THELMA PERKINS, 95, served as a medic in World War II, helping soliders who returned to the United States after serving in the war.

As Veteran’s Day approached, two women, neighbors on North Main Street in Mountaintop, reminisced this week about their time serving their country in World War II.

Kay Baluta, 93, recalled her time helping the war effort with a smile. She recited a poem she wrote for the holiday as well as several others; she often sends her poetry in to Veterans’ Voices magazine for publication.

Thelma Perkins, 95, sat before a table of old black-and-white photographs and memorabilia. Her daughter Peg related Thelma’s aid to her country proudly as Thelma gazed at a picture of her younger self in uniform.

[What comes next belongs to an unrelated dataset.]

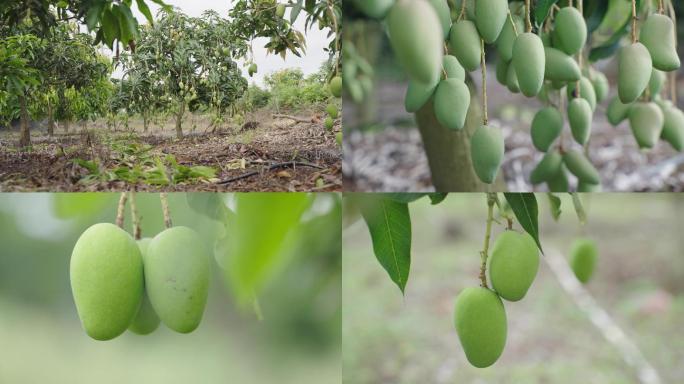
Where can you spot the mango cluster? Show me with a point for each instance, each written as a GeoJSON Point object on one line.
{"type": "Point", "coordinates": [121, 284]}
{"type": "Point", "coordinates": [479, 314]}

It was the sight of the uniform that inspired Kay to join the Navy all those years ago, she recalled. She saw a woman walking in the street wearing Navy attire and asked her about it. The woman reported that she was part of the WAVES, Women Accepted for Volunteer Emergency Service.

Having an unhappy childhood and looking for a way to leave home, Kay joined the Navy as soon as she was able. “When I was 21, I flew the coop,” she said. “God, I was so proud of that uniform.”

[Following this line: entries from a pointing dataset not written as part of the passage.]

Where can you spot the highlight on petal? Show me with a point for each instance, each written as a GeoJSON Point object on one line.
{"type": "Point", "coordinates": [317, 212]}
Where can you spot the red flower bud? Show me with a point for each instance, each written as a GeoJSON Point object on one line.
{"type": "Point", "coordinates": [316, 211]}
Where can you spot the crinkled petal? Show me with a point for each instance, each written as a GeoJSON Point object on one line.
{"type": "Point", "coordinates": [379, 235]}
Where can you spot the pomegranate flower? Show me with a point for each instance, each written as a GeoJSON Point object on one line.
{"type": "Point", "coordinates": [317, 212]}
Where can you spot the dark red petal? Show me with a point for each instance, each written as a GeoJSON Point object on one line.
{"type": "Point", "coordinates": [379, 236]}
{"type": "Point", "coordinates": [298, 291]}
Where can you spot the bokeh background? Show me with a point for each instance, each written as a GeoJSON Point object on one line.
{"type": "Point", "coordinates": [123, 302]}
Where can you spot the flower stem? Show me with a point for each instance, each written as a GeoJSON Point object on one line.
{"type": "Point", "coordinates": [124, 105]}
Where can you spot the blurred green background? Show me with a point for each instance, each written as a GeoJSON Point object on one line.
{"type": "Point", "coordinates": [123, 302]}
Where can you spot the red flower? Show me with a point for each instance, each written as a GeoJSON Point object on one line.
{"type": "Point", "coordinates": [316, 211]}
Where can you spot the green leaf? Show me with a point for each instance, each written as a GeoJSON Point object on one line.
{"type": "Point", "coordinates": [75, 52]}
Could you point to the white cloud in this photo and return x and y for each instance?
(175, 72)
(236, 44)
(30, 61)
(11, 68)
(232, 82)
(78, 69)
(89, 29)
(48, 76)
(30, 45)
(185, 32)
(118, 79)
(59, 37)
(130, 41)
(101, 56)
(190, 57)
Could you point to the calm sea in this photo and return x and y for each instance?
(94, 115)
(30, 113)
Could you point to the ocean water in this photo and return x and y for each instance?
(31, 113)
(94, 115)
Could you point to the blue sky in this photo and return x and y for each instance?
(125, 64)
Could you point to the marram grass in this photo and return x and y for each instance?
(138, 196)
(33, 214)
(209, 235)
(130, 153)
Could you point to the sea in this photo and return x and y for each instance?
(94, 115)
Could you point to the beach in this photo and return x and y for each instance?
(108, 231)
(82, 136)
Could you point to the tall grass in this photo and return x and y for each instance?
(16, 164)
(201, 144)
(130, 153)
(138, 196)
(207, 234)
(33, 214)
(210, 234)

Thelma decided to join the service after her brother Jimmy was killed serving overseas, related Peg. “She was a volunteer. She decided to join to finish his term,” Peg said.

Thelma, who grew up in Ashley and went to school with Kay, was sent to work as a medic in Miami Beach, Florida. Working in the ear, nose, and throat department, Thelma physically checked all the servicemen before they were allowed to return to the United States.